Certaines femmes sont d’accord avec la médicalisation systématique, parce qu’elle reste - en dépit des preuves contraires - assimilée à une sécurité maximum. Souvent les femmes n’envisagent pas de contester le système, peut-être parce que leurs priorités sont ailleurs, ou pour d’autres raisons, et elles n’ont pas à se justifier.

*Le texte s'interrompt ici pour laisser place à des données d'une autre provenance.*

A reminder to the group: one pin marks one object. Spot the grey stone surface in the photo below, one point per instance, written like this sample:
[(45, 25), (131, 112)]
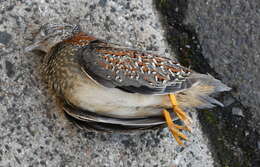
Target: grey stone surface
[(230, 38), (33, 130)]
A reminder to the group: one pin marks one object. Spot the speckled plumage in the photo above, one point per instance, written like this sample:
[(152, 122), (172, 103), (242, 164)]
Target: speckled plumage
[(111, 84)]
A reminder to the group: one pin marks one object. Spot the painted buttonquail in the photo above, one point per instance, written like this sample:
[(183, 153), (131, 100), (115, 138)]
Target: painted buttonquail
[(108, 86)]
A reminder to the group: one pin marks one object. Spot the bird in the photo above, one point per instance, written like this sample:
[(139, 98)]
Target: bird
[(107, 85)]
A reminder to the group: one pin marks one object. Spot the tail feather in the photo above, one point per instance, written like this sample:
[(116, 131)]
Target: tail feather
[(198, 96)]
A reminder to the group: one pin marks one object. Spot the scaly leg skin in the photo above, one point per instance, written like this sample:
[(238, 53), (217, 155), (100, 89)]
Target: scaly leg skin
[(174, 128), (181, 114)]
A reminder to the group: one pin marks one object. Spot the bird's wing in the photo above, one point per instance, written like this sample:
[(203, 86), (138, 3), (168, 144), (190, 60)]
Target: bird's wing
[(132, 70)]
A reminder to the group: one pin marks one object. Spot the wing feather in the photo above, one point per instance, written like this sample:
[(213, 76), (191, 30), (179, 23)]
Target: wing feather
[(132, 70)]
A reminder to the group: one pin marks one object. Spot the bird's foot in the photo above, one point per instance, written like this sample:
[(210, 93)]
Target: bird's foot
[(180, 113), (175, 128)]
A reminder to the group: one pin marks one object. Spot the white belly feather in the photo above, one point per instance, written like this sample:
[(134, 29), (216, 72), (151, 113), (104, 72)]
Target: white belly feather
[(114, 102)]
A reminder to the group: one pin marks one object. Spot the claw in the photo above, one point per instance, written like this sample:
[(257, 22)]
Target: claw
[(174, 128), (181, 114)]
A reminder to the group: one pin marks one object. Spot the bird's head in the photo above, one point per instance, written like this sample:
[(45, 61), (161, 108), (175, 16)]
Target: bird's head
[(51, 34)]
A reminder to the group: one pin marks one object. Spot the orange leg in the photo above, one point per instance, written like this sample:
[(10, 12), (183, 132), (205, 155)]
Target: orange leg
[(181, 114), (174, 128)]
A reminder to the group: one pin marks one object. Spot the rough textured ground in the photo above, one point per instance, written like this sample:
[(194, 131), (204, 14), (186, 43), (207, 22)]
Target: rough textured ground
[(33, 131), (222, 38)]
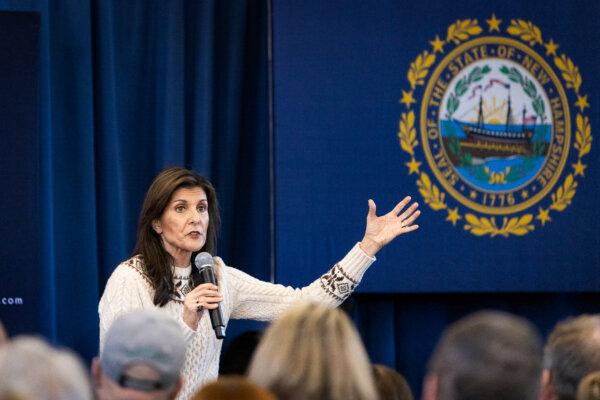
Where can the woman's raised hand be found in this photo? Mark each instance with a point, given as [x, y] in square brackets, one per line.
[382, 230]
[202, 296]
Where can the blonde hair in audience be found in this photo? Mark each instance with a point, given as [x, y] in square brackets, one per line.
[313, 352]
[232, 388]
[589, 387]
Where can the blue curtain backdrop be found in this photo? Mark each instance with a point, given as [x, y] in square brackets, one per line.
[128, 88]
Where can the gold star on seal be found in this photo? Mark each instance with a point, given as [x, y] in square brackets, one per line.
[407, 98]
[551, 47]
[453, 216]
[582, 102]
[543, 216]
[438, 44]
[413, 166]
[579, 168]
[493, 23]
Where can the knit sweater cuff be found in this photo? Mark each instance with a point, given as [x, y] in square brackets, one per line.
[356, 262]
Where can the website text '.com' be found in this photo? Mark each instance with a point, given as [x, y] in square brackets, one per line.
[11, 301]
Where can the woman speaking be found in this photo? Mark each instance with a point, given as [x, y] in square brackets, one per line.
[179, 218]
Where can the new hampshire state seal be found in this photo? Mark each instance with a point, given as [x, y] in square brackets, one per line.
[495, 127]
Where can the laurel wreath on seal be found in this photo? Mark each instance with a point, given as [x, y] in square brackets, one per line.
[526, 31]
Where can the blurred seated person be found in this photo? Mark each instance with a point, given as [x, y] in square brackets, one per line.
[313, 352]
[237, 356]
[141, 359]
[589, 387]
[232, 388]
[572, 351]
[486, 356]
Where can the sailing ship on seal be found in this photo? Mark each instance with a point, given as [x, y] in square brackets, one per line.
[497, 140]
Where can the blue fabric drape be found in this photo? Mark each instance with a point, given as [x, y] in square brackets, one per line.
[128, 88]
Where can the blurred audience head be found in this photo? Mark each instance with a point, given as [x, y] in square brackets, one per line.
[30, 369]
[572, 351]
[589, 387]
[486, 356]
[236, 358]
[390, 384]
[142, 358]
[232, 388]
[313, 352]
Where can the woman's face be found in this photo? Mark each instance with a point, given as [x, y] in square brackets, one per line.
[183, 224]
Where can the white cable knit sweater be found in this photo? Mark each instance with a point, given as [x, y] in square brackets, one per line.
[244, 297]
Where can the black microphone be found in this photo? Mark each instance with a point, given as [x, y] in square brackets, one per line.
[204, 263]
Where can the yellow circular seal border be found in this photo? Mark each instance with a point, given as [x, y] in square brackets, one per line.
[423, 117]
[494, 225]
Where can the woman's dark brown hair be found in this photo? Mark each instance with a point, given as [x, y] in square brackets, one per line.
[156, 259]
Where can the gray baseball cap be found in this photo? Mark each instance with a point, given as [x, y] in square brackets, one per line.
[149, 337]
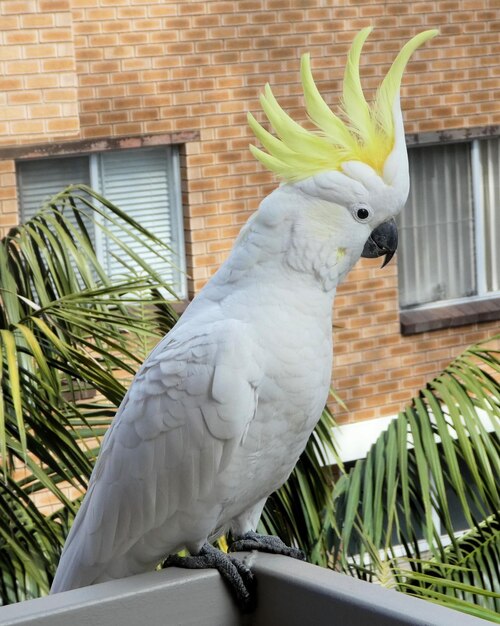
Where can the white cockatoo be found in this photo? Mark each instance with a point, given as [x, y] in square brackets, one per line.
[222, 408]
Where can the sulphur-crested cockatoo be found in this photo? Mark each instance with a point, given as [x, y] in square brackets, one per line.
[221, 410]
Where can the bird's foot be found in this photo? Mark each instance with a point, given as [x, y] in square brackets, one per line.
[264, 543]
[234, 572]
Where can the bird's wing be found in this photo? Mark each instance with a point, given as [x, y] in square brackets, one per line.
[182, 417]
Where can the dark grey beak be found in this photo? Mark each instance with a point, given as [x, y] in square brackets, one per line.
[382, 241]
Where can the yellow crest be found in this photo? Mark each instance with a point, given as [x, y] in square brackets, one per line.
[366, 135]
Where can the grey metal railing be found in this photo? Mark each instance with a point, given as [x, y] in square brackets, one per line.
[291, 593]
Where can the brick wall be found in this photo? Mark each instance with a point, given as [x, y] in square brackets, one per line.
[100, 69]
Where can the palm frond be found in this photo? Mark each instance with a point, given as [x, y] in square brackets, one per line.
[68, 330]
[431, 475]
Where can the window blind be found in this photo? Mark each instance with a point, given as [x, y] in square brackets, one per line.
[143, 183]
[436, 250]
[138, 182]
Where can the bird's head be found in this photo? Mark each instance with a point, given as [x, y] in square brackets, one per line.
[353, 169]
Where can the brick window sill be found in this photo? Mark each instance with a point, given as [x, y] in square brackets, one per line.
[435, 318]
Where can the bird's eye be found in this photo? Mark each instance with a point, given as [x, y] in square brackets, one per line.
[362, 213]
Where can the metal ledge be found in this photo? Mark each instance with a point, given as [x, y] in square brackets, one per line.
[290, 592]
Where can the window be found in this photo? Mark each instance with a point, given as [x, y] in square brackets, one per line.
[450, 224]
[143, 182]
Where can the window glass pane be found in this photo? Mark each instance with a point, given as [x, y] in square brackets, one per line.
[141, 183]
[490, 161]
[39, 180]
[436, 247]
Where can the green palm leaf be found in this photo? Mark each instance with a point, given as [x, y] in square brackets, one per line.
[67, 331]
[431, 475]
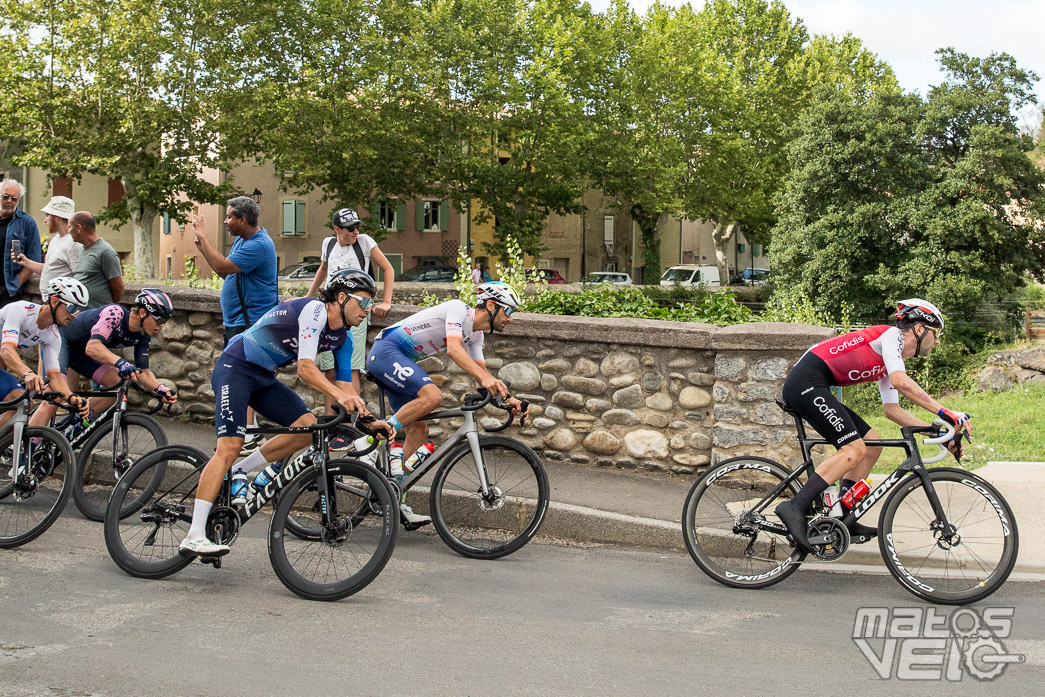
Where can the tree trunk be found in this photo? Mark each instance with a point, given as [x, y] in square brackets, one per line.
[721, 236]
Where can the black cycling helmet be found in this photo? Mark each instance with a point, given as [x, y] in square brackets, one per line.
[156, 303]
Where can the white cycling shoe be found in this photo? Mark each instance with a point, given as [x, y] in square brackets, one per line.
[202, 548]
[413, 519]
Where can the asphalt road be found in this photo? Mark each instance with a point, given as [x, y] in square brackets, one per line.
[551, 620]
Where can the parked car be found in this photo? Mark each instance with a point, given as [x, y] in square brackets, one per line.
[550, 275]
[304, 271]
[755, 276]
[614, 277]
[428, 275]
[692, 274]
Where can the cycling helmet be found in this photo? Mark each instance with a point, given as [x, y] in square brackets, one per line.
[69, 291]
[350, 280]
[500, 293]
[346, 217]
[915, 309]
[156, 303]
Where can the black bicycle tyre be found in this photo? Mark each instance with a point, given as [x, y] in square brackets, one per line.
[89, 508]
[704, 549]
[994, 518]
[53, 509]
[439, 501]
[176, 493]
[385, 532]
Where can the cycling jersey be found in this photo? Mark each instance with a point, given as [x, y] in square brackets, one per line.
[19, 322]
[289, 331]
[864, 355]
[424, 334]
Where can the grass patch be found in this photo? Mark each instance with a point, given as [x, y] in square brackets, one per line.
[1006, 425]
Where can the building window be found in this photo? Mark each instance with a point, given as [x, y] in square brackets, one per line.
[294, 217]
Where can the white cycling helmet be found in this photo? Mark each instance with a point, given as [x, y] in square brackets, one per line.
[915, 309]
[69, 291]
[500, 293]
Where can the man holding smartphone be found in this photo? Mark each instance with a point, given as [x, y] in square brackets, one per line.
[19, 235]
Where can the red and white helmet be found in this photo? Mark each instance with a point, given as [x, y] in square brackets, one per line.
[915, 309]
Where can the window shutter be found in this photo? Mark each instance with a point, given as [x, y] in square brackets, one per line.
[288, 215]
[444, 215]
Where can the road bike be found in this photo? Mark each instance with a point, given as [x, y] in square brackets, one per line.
[489, 494]
[108, 445]
[946, 535]
[37, 469]
[335, 558]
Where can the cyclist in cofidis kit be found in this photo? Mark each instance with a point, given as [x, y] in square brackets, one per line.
[25, 325]
[875, 353]
[245, 374]
[89, 342]
[453, 328]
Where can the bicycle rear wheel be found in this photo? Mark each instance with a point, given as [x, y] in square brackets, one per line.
[31, 504]
[143, 530]
[99, 466]
[726, 537]
[505, 519]
[961, 562]
[342, 558]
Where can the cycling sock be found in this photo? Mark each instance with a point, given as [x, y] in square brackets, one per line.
[254, 461]
[201, 511]
[804, 500]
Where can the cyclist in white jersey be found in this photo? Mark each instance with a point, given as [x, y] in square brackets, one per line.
[453, 328]
[25, 325]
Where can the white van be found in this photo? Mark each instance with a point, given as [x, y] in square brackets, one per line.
[692, 274]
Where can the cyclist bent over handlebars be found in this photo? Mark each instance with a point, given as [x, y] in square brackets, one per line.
[245, 374]
[875, 353]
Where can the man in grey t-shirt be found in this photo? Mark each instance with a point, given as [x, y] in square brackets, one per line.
[98, 265]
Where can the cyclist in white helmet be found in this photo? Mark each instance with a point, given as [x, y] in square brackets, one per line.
[875, 353]
[25, 325]
[450, 327]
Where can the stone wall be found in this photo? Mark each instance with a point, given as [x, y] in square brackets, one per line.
[627, 393]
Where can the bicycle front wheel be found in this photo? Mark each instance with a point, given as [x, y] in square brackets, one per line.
[725, 533]
[151, 511]
[493, 525]
[953, 562]
[341, 558]
[30, 503]
[99, 465]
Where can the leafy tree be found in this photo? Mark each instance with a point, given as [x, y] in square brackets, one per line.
[148, 93]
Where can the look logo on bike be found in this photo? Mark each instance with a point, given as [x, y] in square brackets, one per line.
[453, 328]
[245, 374]
[875, 353]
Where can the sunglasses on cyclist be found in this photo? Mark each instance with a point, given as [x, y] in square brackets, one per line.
[365, 303]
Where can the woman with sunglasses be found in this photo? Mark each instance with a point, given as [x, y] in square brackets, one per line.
[26, 325]
[875, 353]
[453, 328]
[245, 373]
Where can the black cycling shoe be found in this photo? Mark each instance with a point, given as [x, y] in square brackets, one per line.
[796, 526]
[860, 533]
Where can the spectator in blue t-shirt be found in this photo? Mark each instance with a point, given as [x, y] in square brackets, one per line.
[250, 288]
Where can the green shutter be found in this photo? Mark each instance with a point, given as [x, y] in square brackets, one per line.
[444, 215]
[288, 215]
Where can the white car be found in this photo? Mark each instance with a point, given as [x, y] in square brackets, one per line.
[692, 274]
[614, 277]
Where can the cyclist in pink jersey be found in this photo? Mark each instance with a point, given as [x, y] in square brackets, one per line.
[875, 353]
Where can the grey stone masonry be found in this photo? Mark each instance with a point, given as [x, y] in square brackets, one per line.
[662, 396]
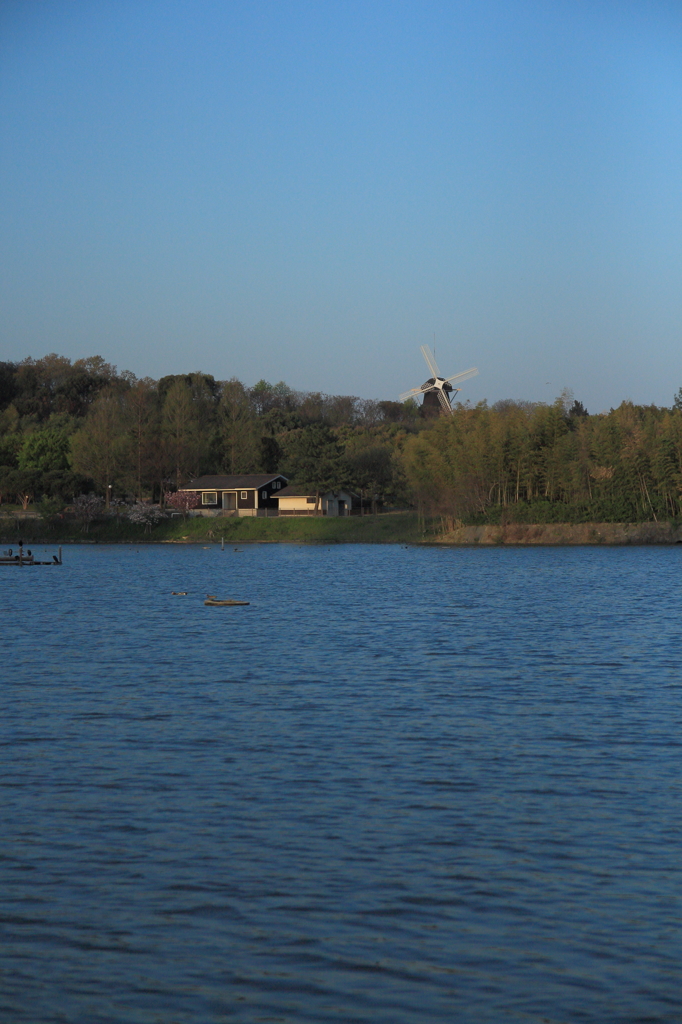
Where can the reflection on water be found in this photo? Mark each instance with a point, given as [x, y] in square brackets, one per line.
[400, 785]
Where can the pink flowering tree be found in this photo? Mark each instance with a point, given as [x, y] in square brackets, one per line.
[182, 501]
[145, 515]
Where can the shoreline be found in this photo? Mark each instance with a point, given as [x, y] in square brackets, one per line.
[401, 527]
[563, 534]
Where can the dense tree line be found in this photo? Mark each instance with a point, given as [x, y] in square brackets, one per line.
[537, 463]
[73, 427]
[70, 428]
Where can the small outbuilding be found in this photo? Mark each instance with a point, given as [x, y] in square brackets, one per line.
[299, 501]
[246, 495]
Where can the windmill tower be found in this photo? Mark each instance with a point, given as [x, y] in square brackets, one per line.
[437, 389]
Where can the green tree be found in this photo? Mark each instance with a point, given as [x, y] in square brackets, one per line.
[98, 449]
[184, 431]
[313, 459]
[45, 450]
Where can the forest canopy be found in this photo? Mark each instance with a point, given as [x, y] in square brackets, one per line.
[70, 428]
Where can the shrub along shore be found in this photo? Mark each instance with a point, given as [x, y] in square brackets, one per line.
[397, 527]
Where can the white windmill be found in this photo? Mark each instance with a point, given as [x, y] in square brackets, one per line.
[437, 389]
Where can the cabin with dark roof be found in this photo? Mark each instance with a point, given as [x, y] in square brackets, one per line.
[245, 495]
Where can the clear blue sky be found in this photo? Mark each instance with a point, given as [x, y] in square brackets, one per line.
[309, 190]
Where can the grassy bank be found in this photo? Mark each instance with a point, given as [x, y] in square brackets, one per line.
[399, 527]
[565, 534]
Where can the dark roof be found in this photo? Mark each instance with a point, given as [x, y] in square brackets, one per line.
[293, 492]
[247, 481]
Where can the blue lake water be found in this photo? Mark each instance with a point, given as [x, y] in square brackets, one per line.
[402, 785]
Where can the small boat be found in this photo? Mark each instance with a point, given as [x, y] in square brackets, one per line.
[212, 600]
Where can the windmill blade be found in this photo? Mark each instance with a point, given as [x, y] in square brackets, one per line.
[463, 376]
[430, 361]
[412, 393]
[442, 398]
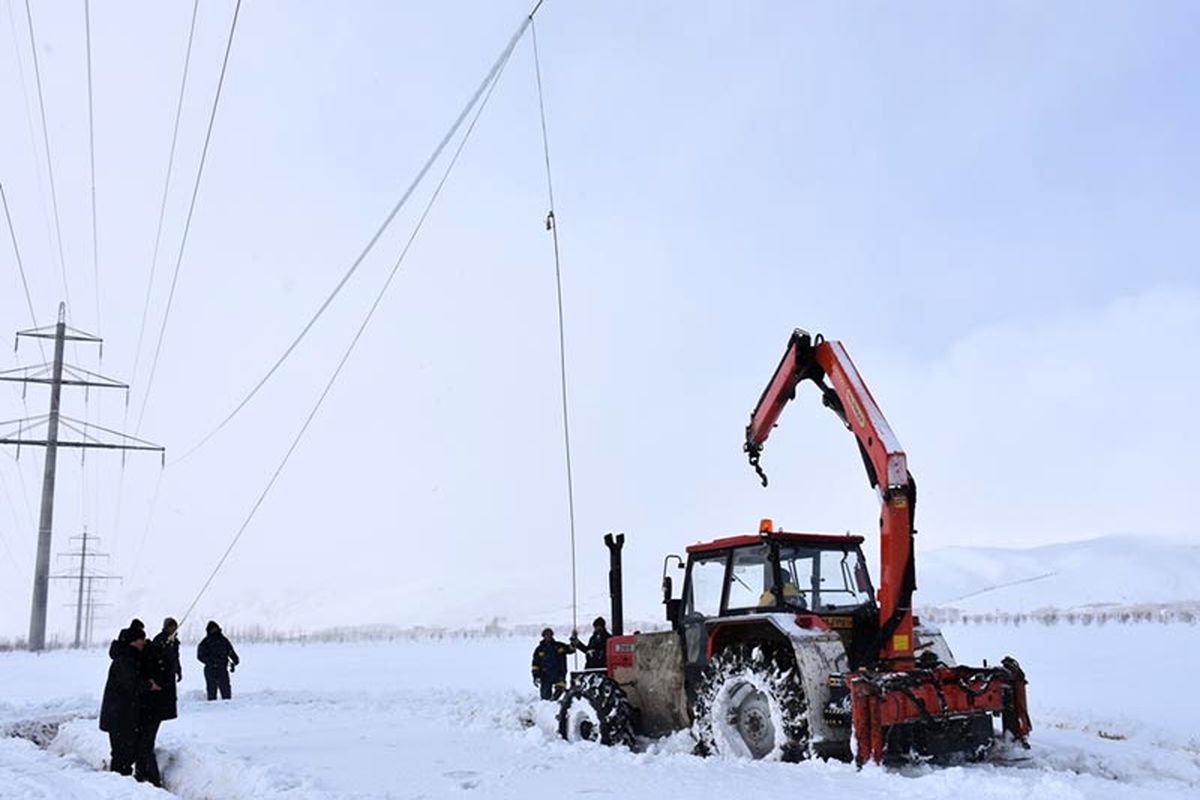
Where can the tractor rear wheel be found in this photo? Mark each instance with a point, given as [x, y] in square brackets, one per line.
[750, 704]
[595, 709]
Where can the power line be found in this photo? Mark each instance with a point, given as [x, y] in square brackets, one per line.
[91, 156]
[191, 209]
[49, 160]
[552, 227]
[489, 79]
[21, 265]
[363, 326]
[166, 191]
[154, 265]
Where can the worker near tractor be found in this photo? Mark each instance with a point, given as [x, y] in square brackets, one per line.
[598, 644]
[219, 659]
[121, 713]
[550, 665]
[161, 667]
[790, 593]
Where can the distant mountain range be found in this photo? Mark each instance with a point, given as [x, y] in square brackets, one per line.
[1109, 571]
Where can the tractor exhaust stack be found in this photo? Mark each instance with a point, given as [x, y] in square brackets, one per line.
[616, 591]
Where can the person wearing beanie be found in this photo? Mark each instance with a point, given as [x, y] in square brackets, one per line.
[160, 663]
[597, 647]
[124, 695]
[219, 659]
[550, 665]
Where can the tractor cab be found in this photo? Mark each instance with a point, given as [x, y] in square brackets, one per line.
[820, 578]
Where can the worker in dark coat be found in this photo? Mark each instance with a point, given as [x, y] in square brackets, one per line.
[220, 659]
[124, 691]
[160, 665]
[597, 647]
[550, 665]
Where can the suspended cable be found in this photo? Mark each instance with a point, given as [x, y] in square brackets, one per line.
[166, 191]
[49, 160]
[489, 79]
[91, 156]
[363, 326]
[552, 227]
[187, 222]
[154, 262]
[21, 266]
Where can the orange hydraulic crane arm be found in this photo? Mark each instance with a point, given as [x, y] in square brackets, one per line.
[814, 359]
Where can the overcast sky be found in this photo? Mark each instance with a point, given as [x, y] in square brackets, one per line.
[995, 208]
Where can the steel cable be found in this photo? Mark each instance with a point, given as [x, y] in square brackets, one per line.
[366, 320]
[552, 226]
[49, 160]
[489, 79]
[187, 222]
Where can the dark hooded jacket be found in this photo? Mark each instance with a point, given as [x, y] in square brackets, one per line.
[215, 650]
[119, 711]
[550, 661]
[597, 649]
[161, 665]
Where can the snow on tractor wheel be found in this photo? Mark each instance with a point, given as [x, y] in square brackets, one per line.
[595, 709]
[750, 704]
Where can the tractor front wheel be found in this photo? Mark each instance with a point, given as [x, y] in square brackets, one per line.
[750, 704]
[595, 709]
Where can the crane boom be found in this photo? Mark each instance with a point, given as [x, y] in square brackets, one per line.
[847, 396]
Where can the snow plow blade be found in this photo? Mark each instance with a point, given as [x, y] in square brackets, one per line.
[935, 713]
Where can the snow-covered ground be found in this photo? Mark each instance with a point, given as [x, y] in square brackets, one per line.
[451, 719]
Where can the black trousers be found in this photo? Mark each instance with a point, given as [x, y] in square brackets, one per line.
[124, 746]
[217, 679]
[147, 764]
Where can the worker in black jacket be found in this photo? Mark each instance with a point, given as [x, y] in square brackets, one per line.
[160, 663]
[120, 711]
[597, 647]
[220, 659]
[550, 665]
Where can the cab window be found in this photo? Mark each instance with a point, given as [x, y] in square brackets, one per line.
[707, 584]
[750, 579]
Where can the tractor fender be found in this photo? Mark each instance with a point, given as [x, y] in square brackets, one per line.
[819, 653]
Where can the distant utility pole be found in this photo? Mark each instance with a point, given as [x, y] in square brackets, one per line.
[57, 376]
[84, 578]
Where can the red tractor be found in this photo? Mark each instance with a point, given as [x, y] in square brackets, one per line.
[779, 647]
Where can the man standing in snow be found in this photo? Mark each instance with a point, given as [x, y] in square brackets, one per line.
[160, 665]
[550, 665]
[120, 711]
[597, 645]
[220, 659]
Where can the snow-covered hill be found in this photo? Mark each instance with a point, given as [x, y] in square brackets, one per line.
[1115, 570]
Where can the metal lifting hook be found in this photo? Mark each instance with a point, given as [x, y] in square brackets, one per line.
[754, 455]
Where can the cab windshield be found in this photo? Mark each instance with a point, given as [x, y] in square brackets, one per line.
[823, 579]
[810, 578]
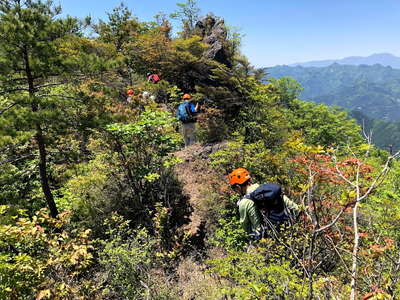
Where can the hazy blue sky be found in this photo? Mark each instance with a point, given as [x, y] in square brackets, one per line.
[284, 31]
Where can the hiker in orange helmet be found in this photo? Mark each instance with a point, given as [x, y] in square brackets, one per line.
[130, 93]
[260, 205]
[186, 114]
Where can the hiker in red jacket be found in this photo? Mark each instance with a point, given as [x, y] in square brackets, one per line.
[152, 77]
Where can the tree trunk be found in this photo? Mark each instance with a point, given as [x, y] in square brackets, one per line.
[40, 142]
[355, 253]
[43, 172]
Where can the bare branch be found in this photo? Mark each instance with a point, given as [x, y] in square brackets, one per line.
[4, 92]
[7, 108]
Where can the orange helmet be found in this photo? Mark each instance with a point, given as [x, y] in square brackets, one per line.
[238, 176]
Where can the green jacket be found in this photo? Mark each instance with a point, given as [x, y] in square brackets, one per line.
[250, 215]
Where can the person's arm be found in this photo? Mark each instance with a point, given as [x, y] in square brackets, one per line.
[254, 217]
[290, 204]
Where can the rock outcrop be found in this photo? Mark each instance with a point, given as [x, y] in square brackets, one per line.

D’autres femmes, comme E.G., cherchent à vivre leur grossesse et leur accouchement dans des conditions qu’elles choisissent. Leur désir est le fruit, nous semble-t-il, de deux approches de la réflexion :
1. La surmédicalisation n’est pas synonyme de sécurité. Une médicalisation réfléchie, appuyée sur des preuves, motivée par la santé des personnes et non par des considérations d’organisation, est à leur sens une condition à leur sécurité. La médicalisation systématique ne fait pas ses preuves face à une médicalisation réfléchie, mais elle engendre plus d’effets indésirables que certains trouvent dommage de subir sans en avoir le choix et pour un bénéfice non démontré.
2. La naissance est un événement personnel, familial, social. Les femmes, qui ont obtenu le droit à disposer de leur corps, à contrôler leur fécondité, revendiquent désormais le droit de choisir en connaissance de cause du degré de médicalisation qui leur convient pour mettre au monde. Parce que grossesse et accouchement font partie de la vie des femmes qui le désirent, et que les femmes désormais entendent contrôler leur vie de femme.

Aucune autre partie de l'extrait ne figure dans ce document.